By Linda Froschauer, Brian Diskin, and Matt Bobrowsky
(Editor, Science and Children, 2009–2018; NSTA President, 2006–2007)
I was an elementary teacher for a great portion of my career, so I was aware of the difficulty elementary teachers have when dealing with a science concept that is not a familiar part of their scientific understanding. As the manuscripts for each issue began to flow into our review system, it was plain to see the conceptual obstacles teachers might face. Bill built his column around each issue’s theme, touching on those critical concepts that required background. I think I was rather tough on Bill. He frequently rewrote portions of a column to clarify points. You see, I had an advantage because I didn’t have the depth of content knowledge that Bill had. He had to make it all crystal clear to me by responding to my questions in his column. It was always so much fun to get a note back from him if I requested no changes. I could tell that he was thrilled to know that he created a perfect column! Bill knew that his column was the core of the issue, as one of the most important elements in creating a good lesson is an accurate understanding of science concepts—what the teachers know impacts every lesson. Bill always wanted to help teachers and he gave it his all to do just that…and he was so good at it!
artist and Science 101 illustrator
I worked closely with Bill (well, as close as you can remotely) as his personal illustrator for 17 years on the “Stop Faking It!” book series and the “Science 101” column for NSTA, so I was presented with the challenge by the editors to say a few words about Bill. Drawing technical illustrations and a cartoon to make the deadline for the Science 101 column in a few days due to Bill’s procrastination was an easier challenge. I shouldn’t say “procrastination” as much as distraction. He was often distracted answering emails from teachers, doing workshops, and following the NCAA Basketball Tournament. When I did finally get the column, I was usually on the phone to him the next day asking him to explain his chicken scratch notes that accompanied his stick figure sketches for the technical drawings and the science concept for that issue. I am science-challenged, so the fact I called him to clarify the art and not the science says a lot about his abilities as an educator. I think his goal for mentors (parents and teachers alike) was to both know the science and know how to teach it. Judging from the packed workshops and long lines at book signings, he did a great job demystifying science for them also. As I wrote on his Facebook page, if it weren’t for you, Bill, a lot of us would still be faking it!
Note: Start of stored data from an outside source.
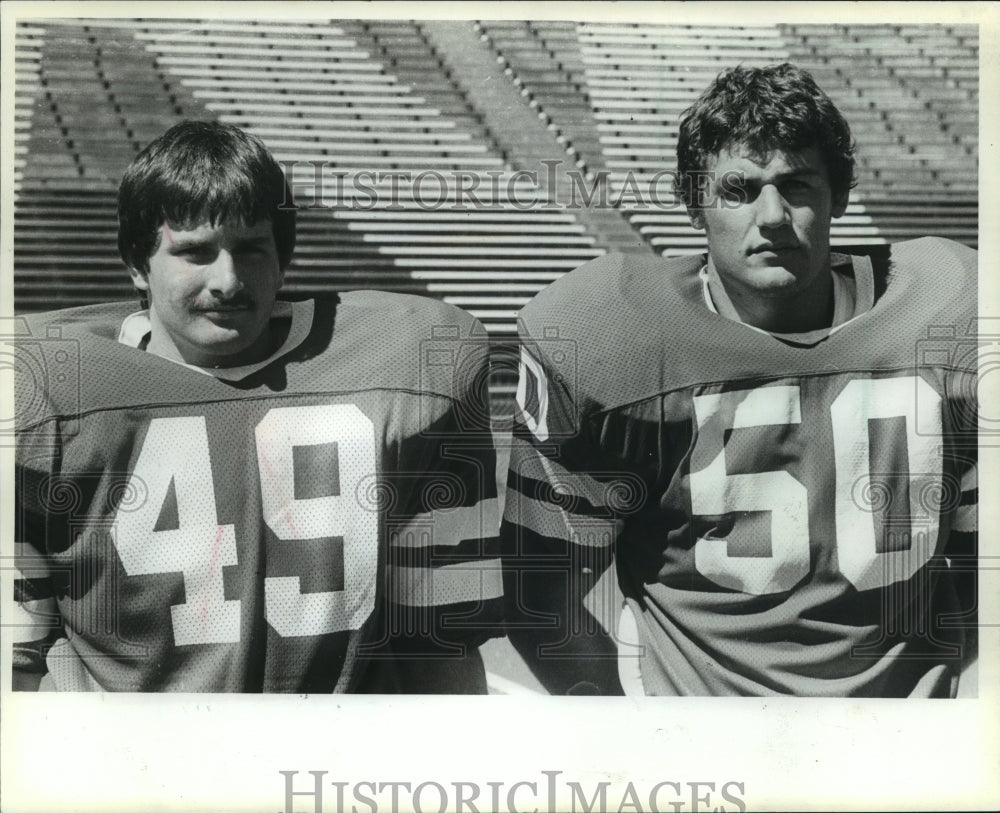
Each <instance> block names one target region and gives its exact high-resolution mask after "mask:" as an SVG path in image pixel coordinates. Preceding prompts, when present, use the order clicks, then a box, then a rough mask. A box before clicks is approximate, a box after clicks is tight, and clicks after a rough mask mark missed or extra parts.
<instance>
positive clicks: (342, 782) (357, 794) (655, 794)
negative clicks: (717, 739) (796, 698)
mask: <svg viewBox="0 0 1000 813" xmlns="http://www.w3.org/2000/svg"><path fill="white" fill-rule="evenodd" d="M278 773H279V774H281V776H282V781H283V783H284V785H283V799H284V807H283V808H282V813H324V811H338V812H341V813H347V812H348V811H349V813H399V812H400V811H409V810H412V811H414V812H415V813H444V811H446V810H452V811H455V813H481V811H482V813H486V812H487V811H492V813H540V811H543V810H544V811H556V810H559V811H565V813H600V812H601V811H605V810H617V811H625V810H628V811H634V813H688V811H690V812H691V813H698V811H718V812H719V813H722V812H723V811H736V812H737V813H742V811H745V810H746V809H747V805H746V802H745V796H746V790H745V789H746V783H745V782H742V781H738V780H725V781H680V780H663V781H661V782H654V783H651V784H649V785H644V784H640V783H634V782H631V781H629V782H628V783H626V784H625V785H620V784H618V785H613V784H612V783H611V782H610V781H607V780H602V781H599V782H576V781H570V780H568V779H565V778H564V777H563V772H562V771H540V772H539V775H538V776H534V777H531V778H526V779H523V780H520V781H516V782H483V783H479V782H462V781H455V780H452V781H442V782H437V781H424V782H398V781H397V782H389V781H380V780H355V781H351V782H347V781H339V780H336V779H330V778H328V774H329V772H328V771H304V772H302V775H301V776H300V772H299V771H278Z"/></svg>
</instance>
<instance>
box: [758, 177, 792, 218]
mask: <svg viewBox="0 0 1000 813" xmlns="http://www.w3.org/2000/svg"><path fill="white" fill-rule="evenodd" d="M787 217H788V209H787V207H786V206H785V199H784V198H783V197H781V193H780V192H778V190H777V188H776V187H775V186H774V185H772V184H768V185H766V186H765V187H763V188H762V189H761V191H760V195H759V196H758V198H757V225H758V226H760V227H761V228H777V227H778V226H783V225H784V224H785V223H786V220H787Z"/></svg>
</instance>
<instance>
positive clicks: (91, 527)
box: [15, 291, 501, 692]
mask: <svg viewBox="0 0 1000 813" xmlns="http://www.w3.org/2000/svg"><path fill="white" fill-rule="evenodd" d="M131 310H133V308H130V307H129V306H128V305H127V304H111V305H96V306H88V307H83V308H76V309H71V310H67V311H61V312H53V313H50V314H44V315H39V316H32V317H29V318H27V319H26V321H25V326H26V330H25V333H24V336H23V337H22V339H19V341H18V345H17V351H18V356H19V357H18V365H17V371H16V376H15V387H16V392H17V400H16V403H17V410H18V411H17V426H16V433H17V451H16V472H17V482H16V487H17V518H16V542H17V544H18V557H17V561H18V564H19V567H20V569H21V578H20V579H19V582H18V585H19V596H18V597H19V598H20V599H21V601H22V604H24V603H25V602H26V603H27V606H29V607H30V608H34V609H36V610H37V609H41V608H45V607H48V608H49V611H50V612H52V611H53V609H52V608H55V609H54V612H55V613H56V614H57V616H56V617H52V616H51V615H50V616H45V615H40V614H36V615H35V618H34V623H35V626H36V627H39V628H41V631H44V630H45V628H46V625H48V627H49V631H48V632H49V634H48V636H47V637H46V638H43V637H41V636H40V634H39V630H36V631H35V634H34V635H30V636H22V637H24V638H27V639H29V640H27V641H25V642H24V643H23V644H22V646H20V647H19V648H18V652H17V654H16V655H15V668H35V669H44V670H47V673H48V674H47V676H46V678H45V680H46V683H47V684H49V685H50V686H51V687H52V688H56V689H63V690H87V689H95V690H108V691H112V690H126V691H162V690H178V691H197V692H201V691H204V692H210V691H236V692H256V691H268V692H270V691H281V692H330V691H364V690H365V688H366V687H365V678H366V673H367V672H369V671H371V672H374V671H375V670H374V668H371V669H370V668H369V667H372V665H373V664H375V663H376V662H377V661H378V660H379V659H380V658H382V657H389V656H390V655H389V653H392V656H398V655H399V654H400V653H407V652H409V653H424V654H427V653H430V654H448V653H451V654H456V653H460V652H461V651H463V649H464V647H468V646H476V645H478V644H479V643H481V642H482V641H484V640H485V639H486V638H488V637H490V636H492V635H494V634H497V632H498V624H499V621H500V613H501V606H500V596H501V586H500V577H499V562H498V560H497V556H498V549H497V539H496V528H497V525H498V518H497V499H496V496H497V495H496V486H495V482H494V471H495V463H494V459H495V458H494V451H493V447H492V443H491V437H490V434H489V423H490V422H489V412H488V410H489V402H488V397H487V395H486V391H485V382H486V380H487V376H486V373H485V371H486V369H487V364H488V353H487V346H486V343H485V339H484V333H483V331H482V328H481V326H480V325H479V324H478V322H476V320H475V319H473V318H472V317H471V316H469V315H468V314H466V313H464V312H463V311H460V310H459V309H457V308H453V307H451V306H448V305H444V304H442V303H438V302H435V301H434V300H429V299H424V298H420V297H412V296H406V295H400V294H388V293H382V292H374V291H358V292H351V293H345V294H341V295H340V296H338V297H336V298H335V299H333V300H330V301H318V302H317V303H316V306H315V317H314V319H313V321H312V327H311V330H310V331H309V333H308V336H307V337H306V338H305V340H304V341H303V342H302V343H301V344H299V345H298V346H297V347H296V348H295V349H294V350H291V351H290V352H288V353H287V354H285V355H284V356H282V357H281V358H280V359H278V360H275V361H274V362H272V363H270V364H268V365H265V366H264V367H263V368H262V369H260V370H257V371H255V372H253V373H252V374H250V375H248V376H246V377H244V378H242V379H241V380H239V381H225V380H220V379H218V378H215V377H212V376H207V375H204V374H203V373H202V372H198V371H194V370H191V369H189V368H186V367H184V366H182V365H179V364H176V363H174V362H171V361H168V360H166V359H161V358H159V357H157V356H154V355H150V354H148V353H144V352H142V351H140V350H137V349H134V348H130V347H127V346H125V345H123V344H121V343H119V342H118V341H117V339H116V337H117V335H118V330H119V328H120V326H121V324H122V321H123V319H125V318H126V316H127V315H128V314H129V312H130V311H131ZM46 602H48V604H46ZM39 641H42V642H43V646H42V647H41V648H40V647H39V645H38V643H39Z"/></svg>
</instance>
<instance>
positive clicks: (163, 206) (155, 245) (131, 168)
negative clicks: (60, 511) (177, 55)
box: [118, 121, 295, 273]
mask: <svg viewBox="0 0 1000 813" xmlns="http://www.w3.org/2000/svg"><path fill="white" fill-rule="evenodd" d="M230 219H232V220H237V221H239V222H242V223H245V224H253V223H256V222H258V221H259V220H270V221H271V228H272V231H273V234H274V242H275V246H276V248H277V250H278V263H279V265H280V267H281V269H282V270H284V269H285V268H286V267H287V266H288V264H289V262H291V259H292V252H293V251H294V250H295V204H294V202H293V199H292V192H291V189H290V187H289V186H288V183H287V181H286V180H285V175H284V173H283V172H282V171H281V167H280V166H279V165H278V162H277V161H275V160H274V157H273V156H272V155H271V153H270V152H268V150H267V147H265V146H264V144H263V142H262V141H261V140H260V139H259V138H257V137H256V136H252V135H250V134H249V133H245V132H244V131H243V130H241V129H240V128H239V127H234V126H232V125H229V124H222V123H220V122H217V121H183V122H181V123H180V124H175V125H174V126H173V127H171V128H170V129H169V130H167V132H165V133H164V134H163V135H162V136H160V137H159V138H157V139H156V140H155V141H153V142H151V143H150V144H148V145H147V146H146V148H145V149H143V150H142V152H140V153H139V154H138V155H137V156H136V157H135V158H134V159H133V161H132V163H131V164H129V166H128V169H126V170H125V175H124V176H123V177H122V182H121V186H119V188H118V252H119V254H121V258H122V260H124V262H125V264H126V265H128V266H129V267H130V268H134V269H136V270H138V271H141V272H143V273H148V272H149V258H150V256H151V255H152V254H153V253H154V252H155V251H156V249H157V246H158V243H159V239H160V231H159V229H160V226H161V225H162V224H163V223H164V222H165V221H166V222H168V223H174V224H178V225H194V224H196V223H197V222H200V221H202V220H208V221H209V222H210V223H213V224H214V223H218V222H220V221H224V220H230Z"/></svg>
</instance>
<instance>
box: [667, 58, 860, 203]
mask: <svg viewBox="0 0 1000 813" xmlns="http://www.w3.org/2000/svg"><path fill="white" fill-rule="evenodd" d="M735 144H745V145H747V146H748V147H749V148H750V149H751V150H753V151H754V152H755V153H759V154H761V155H764V154H766V153H768V152H770V151H771V150H774V149H783V150H789V151H795V150H804V149H808V148H809V147H813V146H815V147H817V148H818V149H819V152H820V155H821V156H822V159H823V163H824V165H825V166H826V171H827V175H828V177H829V181H830V189H831V191H832V193H833V198H834V200H846V199H847V195H848V192H849V191H850V189H851V188H852V187H853V186H854V185H855V184H856V181H855V177H854V142H853V141H852V140H851V128H850V127H849V126H848V124H847V121H846V120H845V119H844V117H843V115H842V114H841V112H840V111H839V110H838V109H837V106H836V105H835V104H834V103H833V102H832V101H831V100H830V97H829V96H827V95H826V93H824V92H823V91H822V90H820V88H819V86H818V85H817V84H816V80H815V79H813V77H812V75H811V74H810V73H809V72H808V71H805V70H803V69H802V68H799V67H797V66H795V65H792V64H791V63H789V62H785V63H782V64H781V65H770V66H767V67H764V68H745V67H742V66H740V67H736V68H730V69H728V70H725V71H723V72H722V73H720V74H719V75H718V76H717V77H716V78H715V80H714V81H713V82H712V84H710V85H709V86H708V88H706V89H705V91H704V92H703V93H702V94H701V96H699V97H698V100H697V101H696V102H695V103H694V104H693V105H691V107H689V108H688V109H687V110H685V111H684V112H683V113H682V114H681V126H680V134H679V137H678V140H677V175H676V181H675V189H674V191H675V193H676V194H677V196H678V197H679V198H680V199H681V200H683V201H684V203H686V204H687V205H688V206H689V207H695V206H696V203H695V197H696V190H697V189H698V186H697V182H696V180H695V179H694V178H693V177H692V175H693V174H694V173H695V172H698V171H703V170H705V169H706V167H707V163H708V160H709V158H711V157H713V156H717V155H719V154H720V153H721V152H722V151H723V150H724V149H726V148H727V147H730V146H733V145H735Z"/></svg>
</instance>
current Science 101 columnist
I had known Bill personally for about a decade, and, before that, I knew of him (through his Stop Faking It books) for a much longer time. I used his book on Force and Motion when I taught short courses and online webinars for NSTA. But where I really got to know him was through NSTA’s listservs for science educators. We agreed about many things, such as the folly of including hypotheses in teaching the “scientific method.” We also disagreed about a few issues, and those topics always made for interesting and lively conversations. We considered that our scientific banter also served to provide an example for other listserv readers (mostly teachers) of scientists’ reliance on tangible evidence when settling issues. One thing I can say about Bill’s online discussions is that they were always quite civilized. One of the most significant things he wrote to me during our many years of online conversations was not specifically about science: “You and I know how to have a conversation and disagreements while still respecting the other person” (4/29/13). It was an honor to take over Science and Children’s “Science 101” column from Bill, and it seemed very natural, as both he and I shared a passion for science education and working toward a more scientifically literate society. I will miss Bill.